I smoke instead. The pain is hot and fast. It purges. It’s pure.
I stared at my hands, shuddering softly in the wind, and I closed and opened my fingers slowly. The silence in my mind, in the street around me, rang with the sharp snap of my bones. My joints split and sounded like trees breaking in a sharp wind. Tiny, powerful trees shuddering and tearing free in a maelstrom of violence and fury. Then they were quiet again. Warm, flooding pain from my hands filled me. I inhaled again and felt a similar fire stretch down my throat and into my lungs. It burned. It was pure. I wasn’t cold.
I smoke. I strain. I don’t cry, though. It hurts too much to cry anymore.
When I was young, someone tried to tell me that I didn’t need to be cold if I didn’t want to be. She held me close and whispered that I was wonderful, that she would keep me warm, she would sooth me. She would keep me from the fire inside. That’s not all she taught me, though.
There’s a price to pay to be warm.

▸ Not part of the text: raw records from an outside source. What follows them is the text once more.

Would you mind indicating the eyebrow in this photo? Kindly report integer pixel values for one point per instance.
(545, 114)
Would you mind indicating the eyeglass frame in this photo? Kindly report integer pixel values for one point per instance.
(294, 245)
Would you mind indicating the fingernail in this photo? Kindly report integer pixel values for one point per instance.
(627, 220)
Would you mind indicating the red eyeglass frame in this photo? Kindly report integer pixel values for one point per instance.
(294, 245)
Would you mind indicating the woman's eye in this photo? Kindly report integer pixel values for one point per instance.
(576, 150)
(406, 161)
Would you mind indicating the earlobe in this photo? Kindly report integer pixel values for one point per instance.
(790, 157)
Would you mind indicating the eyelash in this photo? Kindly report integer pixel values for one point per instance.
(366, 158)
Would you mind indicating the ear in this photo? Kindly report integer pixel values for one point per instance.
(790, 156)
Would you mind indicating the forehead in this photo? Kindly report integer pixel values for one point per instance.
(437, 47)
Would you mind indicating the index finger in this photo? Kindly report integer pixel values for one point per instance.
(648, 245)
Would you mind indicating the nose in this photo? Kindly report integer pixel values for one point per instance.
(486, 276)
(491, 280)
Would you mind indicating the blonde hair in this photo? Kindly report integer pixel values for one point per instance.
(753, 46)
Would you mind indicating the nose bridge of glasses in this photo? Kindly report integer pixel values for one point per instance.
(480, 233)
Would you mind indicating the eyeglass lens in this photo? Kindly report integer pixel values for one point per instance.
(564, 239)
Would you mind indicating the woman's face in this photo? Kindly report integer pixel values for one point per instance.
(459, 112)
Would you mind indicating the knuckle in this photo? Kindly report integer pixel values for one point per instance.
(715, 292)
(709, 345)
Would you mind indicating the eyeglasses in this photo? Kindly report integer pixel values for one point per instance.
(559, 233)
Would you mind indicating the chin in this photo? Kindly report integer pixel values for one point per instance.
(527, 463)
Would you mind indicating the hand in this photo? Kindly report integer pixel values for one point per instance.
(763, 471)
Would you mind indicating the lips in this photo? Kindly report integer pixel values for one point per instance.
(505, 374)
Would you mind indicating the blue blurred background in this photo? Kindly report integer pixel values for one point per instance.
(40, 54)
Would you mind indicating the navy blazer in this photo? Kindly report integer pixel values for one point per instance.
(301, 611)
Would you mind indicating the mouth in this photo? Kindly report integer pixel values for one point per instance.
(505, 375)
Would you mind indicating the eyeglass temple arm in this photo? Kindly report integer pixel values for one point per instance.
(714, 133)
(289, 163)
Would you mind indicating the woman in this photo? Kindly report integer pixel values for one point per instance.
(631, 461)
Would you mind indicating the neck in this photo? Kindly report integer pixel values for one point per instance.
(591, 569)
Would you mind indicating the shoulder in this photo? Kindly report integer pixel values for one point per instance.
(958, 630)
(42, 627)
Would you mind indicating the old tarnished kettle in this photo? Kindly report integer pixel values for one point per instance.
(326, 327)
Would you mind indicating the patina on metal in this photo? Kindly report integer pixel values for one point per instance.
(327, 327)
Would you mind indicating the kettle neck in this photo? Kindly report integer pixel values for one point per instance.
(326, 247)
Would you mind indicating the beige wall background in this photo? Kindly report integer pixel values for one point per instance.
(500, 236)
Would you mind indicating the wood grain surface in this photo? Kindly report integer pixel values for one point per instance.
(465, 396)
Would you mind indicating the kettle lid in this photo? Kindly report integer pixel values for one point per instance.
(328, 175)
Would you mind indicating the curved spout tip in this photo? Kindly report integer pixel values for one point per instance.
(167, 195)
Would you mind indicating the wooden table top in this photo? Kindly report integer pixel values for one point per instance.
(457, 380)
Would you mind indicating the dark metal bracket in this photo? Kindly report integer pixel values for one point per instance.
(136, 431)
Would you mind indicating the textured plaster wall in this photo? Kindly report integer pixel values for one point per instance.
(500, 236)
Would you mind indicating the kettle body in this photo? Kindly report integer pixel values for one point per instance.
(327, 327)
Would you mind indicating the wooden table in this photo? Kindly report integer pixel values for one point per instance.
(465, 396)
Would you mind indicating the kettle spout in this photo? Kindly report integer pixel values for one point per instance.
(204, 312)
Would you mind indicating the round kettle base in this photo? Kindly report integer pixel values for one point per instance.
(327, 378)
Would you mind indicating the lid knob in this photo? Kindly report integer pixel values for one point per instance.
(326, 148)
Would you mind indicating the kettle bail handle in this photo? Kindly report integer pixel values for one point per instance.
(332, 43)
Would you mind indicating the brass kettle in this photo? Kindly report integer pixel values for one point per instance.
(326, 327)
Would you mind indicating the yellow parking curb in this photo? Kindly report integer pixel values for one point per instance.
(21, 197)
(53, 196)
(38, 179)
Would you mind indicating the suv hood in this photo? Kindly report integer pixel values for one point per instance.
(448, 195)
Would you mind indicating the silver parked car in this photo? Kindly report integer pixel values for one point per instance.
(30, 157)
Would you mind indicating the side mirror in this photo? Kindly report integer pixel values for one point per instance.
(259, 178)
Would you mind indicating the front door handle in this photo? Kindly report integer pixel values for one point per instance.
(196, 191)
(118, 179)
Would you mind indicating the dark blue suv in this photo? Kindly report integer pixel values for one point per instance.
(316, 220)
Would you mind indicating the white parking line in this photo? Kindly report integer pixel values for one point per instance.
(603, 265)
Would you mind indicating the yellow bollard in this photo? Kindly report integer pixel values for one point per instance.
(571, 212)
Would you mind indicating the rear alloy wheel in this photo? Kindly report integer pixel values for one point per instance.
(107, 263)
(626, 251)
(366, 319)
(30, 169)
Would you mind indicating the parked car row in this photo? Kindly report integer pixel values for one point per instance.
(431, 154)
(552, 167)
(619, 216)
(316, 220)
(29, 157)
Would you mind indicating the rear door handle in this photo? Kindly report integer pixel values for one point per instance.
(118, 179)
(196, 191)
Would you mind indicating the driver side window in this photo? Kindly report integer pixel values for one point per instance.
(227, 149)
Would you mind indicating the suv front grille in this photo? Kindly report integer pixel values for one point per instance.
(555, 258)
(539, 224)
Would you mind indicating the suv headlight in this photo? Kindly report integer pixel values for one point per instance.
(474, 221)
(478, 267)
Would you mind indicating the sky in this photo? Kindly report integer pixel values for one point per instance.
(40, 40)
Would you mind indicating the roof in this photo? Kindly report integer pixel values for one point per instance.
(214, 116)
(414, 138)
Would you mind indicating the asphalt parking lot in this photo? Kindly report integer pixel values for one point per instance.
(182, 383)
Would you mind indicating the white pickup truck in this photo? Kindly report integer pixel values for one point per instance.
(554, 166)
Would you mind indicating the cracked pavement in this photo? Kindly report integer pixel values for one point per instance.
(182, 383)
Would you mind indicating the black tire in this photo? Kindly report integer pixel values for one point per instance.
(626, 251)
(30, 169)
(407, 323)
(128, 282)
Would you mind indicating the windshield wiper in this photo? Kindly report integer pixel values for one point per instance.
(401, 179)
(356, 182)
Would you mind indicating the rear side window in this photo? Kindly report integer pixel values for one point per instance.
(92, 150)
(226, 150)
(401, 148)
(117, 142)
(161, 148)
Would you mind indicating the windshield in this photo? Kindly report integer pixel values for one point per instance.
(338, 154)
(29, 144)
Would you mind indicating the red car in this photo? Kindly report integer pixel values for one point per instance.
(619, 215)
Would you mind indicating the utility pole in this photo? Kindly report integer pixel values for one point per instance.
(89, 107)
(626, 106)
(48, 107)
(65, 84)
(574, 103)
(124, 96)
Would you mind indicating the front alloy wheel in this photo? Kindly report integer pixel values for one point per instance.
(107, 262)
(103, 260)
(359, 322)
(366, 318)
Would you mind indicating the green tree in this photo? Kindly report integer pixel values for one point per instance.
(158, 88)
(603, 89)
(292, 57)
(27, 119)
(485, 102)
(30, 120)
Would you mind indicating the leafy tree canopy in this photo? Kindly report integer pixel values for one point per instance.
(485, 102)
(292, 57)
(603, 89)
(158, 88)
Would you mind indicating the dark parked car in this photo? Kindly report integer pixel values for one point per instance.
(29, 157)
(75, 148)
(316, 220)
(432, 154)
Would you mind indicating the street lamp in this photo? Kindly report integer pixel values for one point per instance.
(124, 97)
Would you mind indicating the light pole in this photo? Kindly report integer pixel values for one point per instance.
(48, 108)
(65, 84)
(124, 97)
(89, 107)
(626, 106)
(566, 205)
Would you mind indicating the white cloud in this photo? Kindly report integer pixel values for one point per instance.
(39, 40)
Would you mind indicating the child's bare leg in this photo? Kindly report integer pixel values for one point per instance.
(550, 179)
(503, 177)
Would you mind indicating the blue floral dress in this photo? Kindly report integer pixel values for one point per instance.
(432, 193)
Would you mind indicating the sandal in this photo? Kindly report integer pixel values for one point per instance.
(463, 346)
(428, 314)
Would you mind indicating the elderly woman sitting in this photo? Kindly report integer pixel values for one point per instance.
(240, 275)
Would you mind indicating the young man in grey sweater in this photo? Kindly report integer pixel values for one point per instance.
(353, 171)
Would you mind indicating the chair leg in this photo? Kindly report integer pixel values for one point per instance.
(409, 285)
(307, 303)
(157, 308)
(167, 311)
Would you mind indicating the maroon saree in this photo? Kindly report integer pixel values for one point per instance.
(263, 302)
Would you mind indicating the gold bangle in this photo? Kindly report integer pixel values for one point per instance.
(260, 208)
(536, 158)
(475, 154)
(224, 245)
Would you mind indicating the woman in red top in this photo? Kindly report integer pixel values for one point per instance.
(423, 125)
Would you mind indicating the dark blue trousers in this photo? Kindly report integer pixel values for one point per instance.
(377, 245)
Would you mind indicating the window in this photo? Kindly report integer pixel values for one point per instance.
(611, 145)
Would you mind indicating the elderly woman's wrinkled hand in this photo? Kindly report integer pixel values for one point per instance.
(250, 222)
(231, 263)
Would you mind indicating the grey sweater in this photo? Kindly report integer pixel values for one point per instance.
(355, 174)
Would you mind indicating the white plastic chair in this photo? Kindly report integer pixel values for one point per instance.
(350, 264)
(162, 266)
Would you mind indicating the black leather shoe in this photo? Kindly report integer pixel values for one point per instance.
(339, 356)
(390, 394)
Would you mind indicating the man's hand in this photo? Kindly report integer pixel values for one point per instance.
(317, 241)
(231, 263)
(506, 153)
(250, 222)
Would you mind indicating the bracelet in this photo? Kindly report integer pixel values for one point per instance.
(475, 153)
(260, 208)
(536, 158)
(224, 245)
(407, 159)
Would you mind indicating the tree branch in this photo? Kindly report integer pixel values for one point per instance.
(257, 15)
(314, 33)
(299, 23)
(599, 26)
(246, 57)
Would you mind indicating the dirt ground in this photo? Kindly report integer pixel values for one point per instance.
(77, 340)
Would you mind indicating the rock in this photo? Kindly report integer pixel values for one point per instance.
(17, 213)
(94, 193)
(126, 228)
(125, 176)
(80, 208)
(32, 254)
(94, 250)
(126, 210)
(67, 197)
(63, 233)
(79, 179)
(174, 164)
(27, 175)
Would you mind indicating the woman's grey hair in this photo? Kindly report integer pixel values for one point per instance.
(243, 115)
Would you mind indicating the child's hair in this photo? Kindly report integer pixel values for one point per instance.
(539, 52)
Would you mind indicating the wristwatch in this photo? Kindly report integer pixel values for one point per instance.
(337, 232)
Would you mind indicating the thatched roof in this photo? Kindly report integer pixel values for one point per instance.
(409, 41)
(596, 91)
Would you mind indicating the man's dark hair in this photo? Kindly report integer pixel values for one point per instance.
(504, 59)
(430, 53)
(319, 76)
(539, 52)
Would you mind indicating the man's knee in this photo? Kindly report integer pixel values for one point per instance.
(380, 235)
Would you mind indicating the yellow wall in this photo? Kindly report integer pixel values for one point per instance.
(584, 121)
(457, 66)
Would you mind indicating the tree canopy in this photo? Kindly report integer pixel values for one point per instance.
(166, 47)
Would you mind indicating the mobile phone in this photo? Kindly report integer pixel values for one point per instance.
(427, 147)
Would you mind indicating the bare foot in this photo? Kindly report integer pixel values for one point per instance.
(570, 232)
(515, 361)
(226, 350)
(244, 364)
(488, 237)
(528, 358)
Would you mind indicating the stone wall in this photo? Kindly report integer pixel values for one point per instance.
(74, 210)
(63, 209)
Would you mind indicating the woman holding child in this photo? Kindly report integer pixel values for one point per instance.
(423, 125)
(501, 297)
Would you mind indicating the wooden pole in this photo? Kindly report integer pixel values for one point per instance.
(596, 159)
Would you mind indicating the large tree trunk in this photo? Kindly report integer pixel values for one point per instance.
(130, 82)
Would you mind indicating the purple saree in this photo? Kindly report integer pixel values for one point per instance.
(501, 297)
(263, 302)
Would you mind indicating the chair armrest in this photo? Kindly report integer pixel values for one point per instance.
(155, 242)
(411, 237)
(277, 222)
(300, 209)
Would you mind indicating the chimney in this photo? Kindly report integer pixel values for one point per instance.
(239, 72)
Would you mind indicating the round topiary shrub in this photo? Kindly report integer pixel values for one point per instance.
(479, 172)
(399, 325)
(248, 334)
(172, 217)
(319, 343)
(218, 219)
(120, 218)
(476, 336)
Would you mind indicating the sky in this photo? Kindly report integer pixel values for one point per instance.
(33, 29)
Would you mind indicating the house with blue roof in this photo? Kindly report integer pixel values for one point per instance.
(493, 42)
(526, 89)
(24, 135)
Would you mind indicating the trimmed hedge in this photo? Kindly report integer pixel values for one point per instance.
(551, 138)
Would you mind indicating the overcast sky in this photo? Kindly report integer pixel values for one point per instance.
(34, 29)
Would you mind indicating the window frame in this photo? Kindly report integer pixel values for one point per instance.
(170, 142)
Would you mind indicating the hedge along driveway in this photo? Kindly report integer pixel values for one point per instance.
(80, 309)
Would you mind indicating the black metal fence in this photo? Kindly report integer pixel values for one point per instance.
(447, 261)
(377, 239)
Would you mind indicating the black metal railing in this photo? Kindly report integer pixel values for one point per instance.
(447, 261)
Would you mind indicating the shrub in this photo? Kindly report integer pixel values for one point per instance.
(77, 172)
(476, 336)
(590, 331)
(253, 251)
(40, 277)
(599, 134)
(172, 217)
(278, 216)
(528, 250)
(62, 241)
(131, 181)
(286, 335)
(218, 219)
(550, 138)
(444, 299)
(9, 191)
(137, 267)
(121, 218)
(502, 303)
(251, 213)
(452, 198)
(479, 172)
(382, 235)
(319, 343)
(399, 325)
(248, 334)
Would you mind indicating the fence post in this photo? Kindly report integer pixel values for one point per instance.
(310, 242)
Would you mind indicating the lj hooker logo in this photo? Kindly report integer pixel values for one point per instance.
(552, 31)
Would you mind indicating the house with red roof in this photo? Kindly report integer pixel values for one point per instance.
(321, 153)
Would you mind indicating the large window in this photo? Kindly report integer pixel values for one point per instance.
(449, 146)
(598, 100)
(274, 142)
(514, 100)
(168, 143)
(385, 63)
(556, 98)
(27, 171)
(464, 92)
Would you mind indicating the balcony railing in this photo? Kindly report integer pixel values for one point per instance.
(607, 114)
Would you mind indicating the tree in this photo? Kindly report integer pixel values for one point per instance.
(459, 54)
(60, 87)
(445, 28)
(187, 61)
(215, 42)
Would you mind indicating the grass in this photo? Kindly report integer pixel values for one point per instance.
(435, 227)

A price in blood, in pain, in madness.
She left many of the scars on my back. She was the one that drove the fierce icicle deep into my heart and taught me to be comfortable with the cold. I’m not lonely. I know the price of being with someone now. The price of warmth. The price of compassion.
I didn’t smoke with her, though. I didn’t start smoking until much later. Others came and went. Left their own scars on my back. My sides. My face. My heart. Others taught me to feel the storms and winds coming. Others taught me that my needs caused me nothing but pain. Anger. Frustration. They taught me that it was best to wait out the storm. Perhaps, even, to warm myself from the coming winds. Each time, though, I thought that I was mistaken. Each time I met someone new and she took me in and looked at my scars and she held me.
Then she found a new and interesting way to hurt me. She didn’t mean it of course. I’m cold. I’m broken. I’m scarred. It’s not their fault I’m like this. It’s not their fault I’m followed by the storms. The winds. The cold.
The last one, though, she taught me to smoke. The fire purges the cold from me. The anger from me. The pain. It purges everything that ached once, the feeling of pain long since forgotten in the bliss of constance. The normalizing system of adaptation.
I exhaled again and watched the smoke curl in the sky. I felt the cold fingers seeping through my back and sighed. It is better, I think, to be cold now.
So I put the fire out. Maybe for good.